Hesitant to unmask

Students share concerns about lifting mask mandates

Vy Khanh Vu, Staff Writer

Many stores and restaurants that require masks or vaccination cards for entrance display signs like these in the front of their stores. Soon we may be seeing less of them. (Sharli Mishra)

Gov. Jay Inslee announced that the statewide indoor mask mandate will lift in most indoor spaces on Mar. 12, including at schools, child care facilities, grocery stores and houses of worship.

Inslee stated that this decision is in accordance with CDC recommendations, which state that immunity has risen due to vaccination and resistance from infection, reducing the overall risk of severe symptoms.

This decision comes following the Washington State Department of Health lifting outdoor mask mandates for large outdoor events on Feb. 18, 2022. Despite previous hesitation, King County will also be included in the mandate lift.

Many students of Seattle Pacific University seem hesitant of the governor’s recent announcement. According to a poll conducted by The Falcon, 93 out of 131 participants do not think mask mandates should be lifted this spring.

Second-year biochemistry major Alessandro Rizzi believes that the majority of students on campus will choose to wear masks even if the mandate is lifted. 

“If the mandate is going to be lifted, I’m pretty sure that some students are still going to choose to wear their masks,” Rizzi said. “I don’t feel strongly towards or against the mandate lifting. Personally, I’m just going to wear a mask.”

Briseida Espindola-Calderon is a third-year apparel design student, and she does not think this is the right time. With cases still on the rise, Espindola-Calderon thinks the mandate should be lifted when the number of cases slow down further.

“I don’t think it should be lifted just yet,” Espindola-Calderon said. “As much as we would like not to wear masks, I think at this point, just be patient and wait for everything to really calm down. Because if we keep going like this, it is going to be like a never-ending circle.” 

The spike of cases on campus at the beginning of the year pushed professors and students to be more cautious, and second-year economics major, Cynthia Nguyen, explained how important masks are for keeping SPU’s campus safe. 

“Vaccinations are to protect yourself, and people say masks are to protect others,” Nguyen said.  “Are you comfortable with endangering other people by not wearing a mask? I do understand it is hard for students to have masks in class, especially when lecture halls are full of people, but aside from COVID, other things like allergies and coughing are going around too.”
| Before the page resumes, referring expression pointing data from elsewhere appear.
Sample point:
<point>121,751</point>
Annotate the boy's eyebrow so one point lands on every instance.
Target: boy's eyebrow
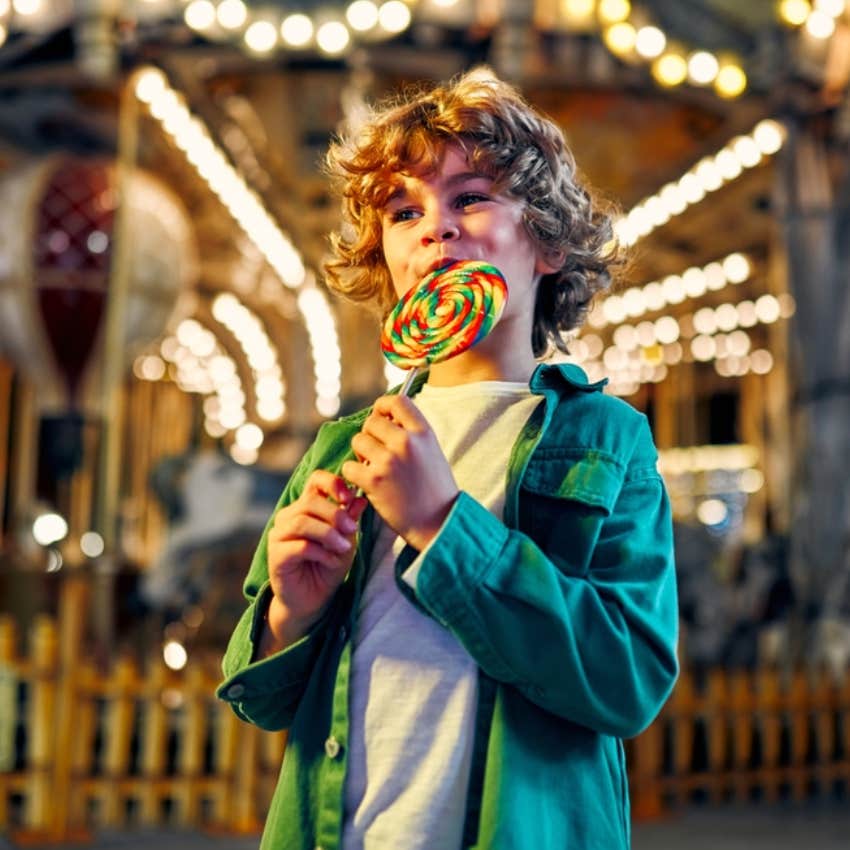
<point>461,177</point>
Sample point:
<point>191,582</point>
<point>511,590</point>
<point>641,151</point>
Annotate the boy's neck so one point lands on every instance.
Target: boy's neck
<point>479,364</point>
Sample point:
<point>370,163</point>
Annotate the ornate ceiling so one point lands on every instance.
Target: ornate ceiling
<point>272,118</point>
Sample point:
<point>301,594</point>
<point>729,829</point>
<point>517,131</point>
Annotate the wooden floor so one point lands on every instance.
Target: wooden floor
<point>763,828</point>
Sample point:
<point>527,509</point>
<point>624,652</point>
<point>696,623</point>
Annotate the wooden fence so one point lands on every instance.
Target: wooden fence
<point>82,750</point>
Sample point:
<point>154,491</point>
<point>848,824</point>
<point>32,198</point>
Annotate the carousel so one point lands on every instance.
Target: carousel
<point>168,347</point>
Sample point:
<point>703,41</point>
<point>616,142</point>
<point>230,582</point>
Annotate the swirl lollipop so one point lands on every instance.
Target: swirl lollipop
<point>448,312</point>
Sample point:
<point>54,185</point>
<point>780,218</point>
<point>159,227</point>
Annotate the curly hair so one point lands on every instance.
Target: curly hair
<point>503,137</point>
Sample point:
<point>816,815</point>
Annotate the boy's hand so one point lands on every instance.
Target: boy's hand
<point>402,470</point>
<point>310,550</point>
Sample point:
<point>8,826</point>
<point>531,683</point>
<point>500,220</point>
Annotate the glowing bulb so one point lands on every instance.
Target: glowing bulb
<point>332,37</point>
<point>620,38</point>
<point>49,528</point>
<point>769,136</point>
<point>702,67</point>
<point>199,14</point>
<point>296,30</point>
<point>394,16</point>
<point>670,69</point>
<point>261,36</point>
<point>650,42</point>
<point>731,81</point>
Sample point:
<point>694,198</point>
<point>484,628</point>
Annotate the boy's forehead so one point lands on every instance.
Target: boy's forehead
<point>427,168</point>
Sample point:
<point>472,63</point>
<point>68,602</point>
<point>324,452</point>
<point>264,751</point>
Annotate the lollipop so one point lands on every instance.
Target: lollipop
<point>449,311</point>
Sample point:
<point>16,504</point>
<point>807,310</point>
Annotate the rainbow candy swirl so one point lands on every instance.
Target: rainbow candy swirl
<point>448,312</point>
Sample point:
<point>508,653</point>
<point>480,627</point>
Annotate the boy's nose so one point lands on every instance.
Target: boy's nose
<point>441,229</point>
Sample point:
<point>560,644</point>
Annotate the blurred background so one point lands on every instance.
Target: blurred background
<point>168,349</point>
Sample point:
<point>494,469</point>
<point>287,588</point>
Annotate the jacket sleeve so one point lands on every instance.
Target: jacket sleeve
<point>267,692</point>
<point>594,643</point>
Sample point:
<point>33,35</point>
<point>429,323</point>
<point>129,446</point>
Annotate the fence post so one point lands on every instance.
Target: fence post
<point>244,813</point>
<point>190,758</point>
<point>43,649</point>
<point>8,709</point>
<point>154,743</point>
<point>118,736</point>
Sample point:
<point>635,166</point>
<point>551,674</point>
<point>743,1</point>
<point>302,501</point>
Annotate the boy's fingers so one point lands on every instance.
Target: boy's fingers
<point>402,410</point>
<point>328,485</point>
<point>309,528</point>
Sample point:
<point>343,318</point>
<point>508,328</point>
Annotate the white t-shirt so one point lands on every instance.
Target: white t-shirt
<point>413,687</point>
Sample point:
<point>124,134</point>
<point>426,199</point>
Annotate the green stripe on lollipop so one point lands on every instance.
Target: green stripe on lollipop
<point>418,333</point>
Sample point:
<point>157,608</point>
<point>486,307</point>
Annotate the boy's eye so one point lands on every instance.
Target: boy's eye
<point>403,214</point>
<point>469,198</point>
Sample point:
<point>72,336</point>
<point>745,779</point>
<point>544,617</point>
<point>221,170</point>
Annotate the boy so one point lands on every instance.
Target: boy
<point>458,653</point>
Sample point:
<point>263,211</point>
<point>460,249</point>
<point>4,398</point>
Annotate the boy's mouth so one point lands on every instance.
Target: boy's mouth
<point>438,264</point>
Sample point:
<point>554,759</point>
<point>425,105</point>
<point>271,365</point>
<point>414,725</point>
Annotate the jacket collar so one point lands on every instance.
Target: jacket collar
<point>557,376</point>
<point>545,377</point>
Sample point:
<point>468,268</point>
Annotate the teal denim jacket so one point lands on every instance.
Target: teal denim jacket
<point>568,606</point>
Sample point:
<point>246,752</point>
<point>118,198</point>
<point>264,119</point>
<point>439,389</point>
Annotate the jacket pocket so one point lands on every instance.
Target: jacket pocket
<point>566,495</point>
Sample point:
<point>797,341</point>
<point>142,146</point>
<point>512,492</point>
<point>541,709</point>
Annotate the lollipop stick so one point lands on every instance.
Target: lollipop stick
<point>408,380</point>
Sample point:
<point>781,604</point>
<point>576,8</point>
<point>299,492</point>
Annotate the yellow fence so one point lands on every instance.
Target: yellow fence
<point>82,750</point>
<point>736,736</point>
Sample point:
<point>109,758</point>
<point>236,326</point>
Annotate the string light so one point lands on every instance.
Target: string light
<point>191,136</point>
<point>708,175</point>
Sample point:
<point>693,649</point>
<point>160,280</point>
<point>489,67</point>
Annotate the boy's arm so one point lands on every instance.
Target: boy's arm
<point>597,647</point>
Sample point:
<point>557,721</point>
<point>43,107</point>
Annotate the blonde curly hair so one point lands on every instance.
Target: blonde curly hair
<point>504,137</point>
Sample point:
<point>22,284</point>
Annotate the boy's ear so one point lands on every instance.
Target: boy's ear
<point>549,260</point>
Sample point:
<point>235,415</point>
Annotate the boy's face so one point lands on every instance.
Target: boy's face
<point>451,214</point>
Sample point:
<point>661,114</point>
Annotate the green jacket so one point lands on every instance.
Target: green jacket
<point>568,606</point>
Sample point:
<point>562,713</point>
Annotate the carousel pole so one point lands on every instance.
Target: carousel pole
<point>112,370</point>
<point>74,596</point>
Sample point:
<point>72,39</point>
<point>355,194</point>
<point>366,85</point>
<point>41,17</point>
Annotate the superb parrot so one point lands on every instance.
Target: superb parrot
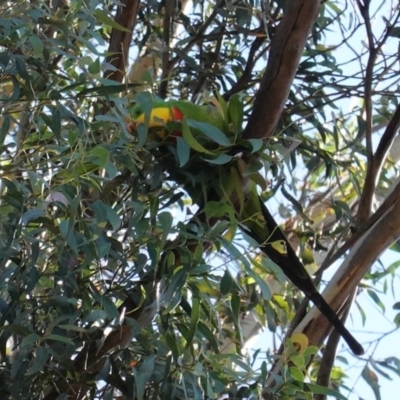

Third-year mechanical engineering major, Ryan Budd, shared that wearing a mask indoors, especially in a crowded setting, is to protect other people. 

“I think generally, I would be comfortable not wearing a mask outside for the most part,” Budd said. “Inside enclosed spaces, especially with many people around, I’d probably still wear a mask just to protect those around me and be safe.”

From the beginning of the pandemic, masks have worked as a helpful tool to protect community health. According to WA DOH, evidence shows that wearing a mask reduces an infected person’s chance of spreading the infection to others.

Hannah Waterman, a fourth-year political science major, works in customer service. Waterman believes that when a customer wears a mask, they are choosing to protect employees.

“One hundred percent,” Waterman said. “I do think customers wearing masks is to protect service workers and show that you respect and care for their health.”

Like many other students, Waterman expressed that she yearns for normalcy like before the pandemic. However, she understands that wearing a mask in high-exposure settings is important, especially for service workers who have to meet and interact with many people a day. 

“I understand that getting rid of the mask would be comfortable for the customer, but we meet a ton of people who come in a day and can get exposed to the virus because of that,” Waterman said. “Sometimes, I had to wear two layers of mask. I do look forward to the normalcy where we don’t have to wear masks and without the fear of catching the virus.”

For students like fourth-year cellular and molecular biology major, Johnny Abraham, has four nephews in Italy. Because senior and children populations are more vulnerable to the virus, Abraham thinks wearing a mask also protects other people’s loved ones.

“I will wear a mask for them because you never know what will happen,” Abraham said. “Many people here might have younger siblings or nephews, or grandparents at home, like me. You know, especially that we are in very close contact with each other in class.”